There’s actually a whole lot more going on at SAVE THE FROGS! right now (such as SAVE THE FROGS! Ghana Co-Founder Gilbert Adum winning a $50,000 grant for our Ghanaian efforts!). But I have to pack to head to the airport and close out this part of my SAVE THE FROGS! South America journey, and start another. On Thursday I head to the Galápagos Islands for a week, to find and photograph amazing wildlife and follow in the footsteps of one of my environmental heroes, Charles Darwin, whose On The Origin Of Species book is not only an evolutionary classic but a natural history classic. Plus he ends every chapter with a couple paragraphs of deep philosophy, so if you haven’t read it, go read it. After the Galápagos I will spend four days in Quito with SAVE THE FROGS! staff meeting with Ecuadorian biologists. Then on June 15th the inaugural SAVE THE FROGS! Ecuador Ecotour begins! We plan to find some amazing frogs. Afterwards I’ll visit the Laguna Quilatoa and some other Ecuadorian natural areas and perhaps give a talk or two at schools. On July 6th I return to California. In August I take a weeklong wilderness first aid course in Wyoming’s Wind River Range.
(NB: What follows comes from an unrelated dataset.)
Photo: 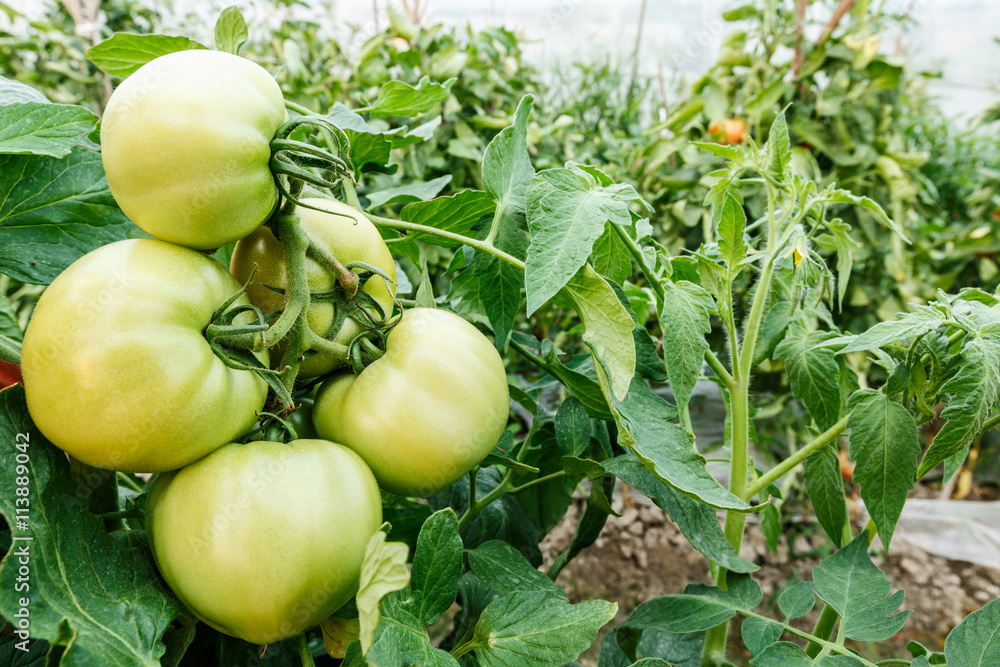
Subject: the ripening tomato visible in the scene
[313,308,510,496]
[21,239,267,472]
[146,440,382,644]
In September I will – with your financial support – fly to Ghana to save frogs for a few weeks and celebrate SAVE THE FROGS! Ghana’s five year anniversary. After that, I am not sure where I will go, but visiting our frog saving volunteers in Nepal, India and Bangladesh is high on the list.
Time to pack my bags and head to Ecuador. Thanks for reading this and for being a supporter. Please visit www.savethefrogs.com/donate and place a donation and I’ll turn your hard earned money into frogs saved and people educated.
SAVE THE FROGS! Founder Dr. Kerry Kriger
1-June-2016
www.savethefrogs.com/kerry-kriger
P.S. Rohayhu Paraguay! (I love Paraguay in Guarani, the most popular native language in the country).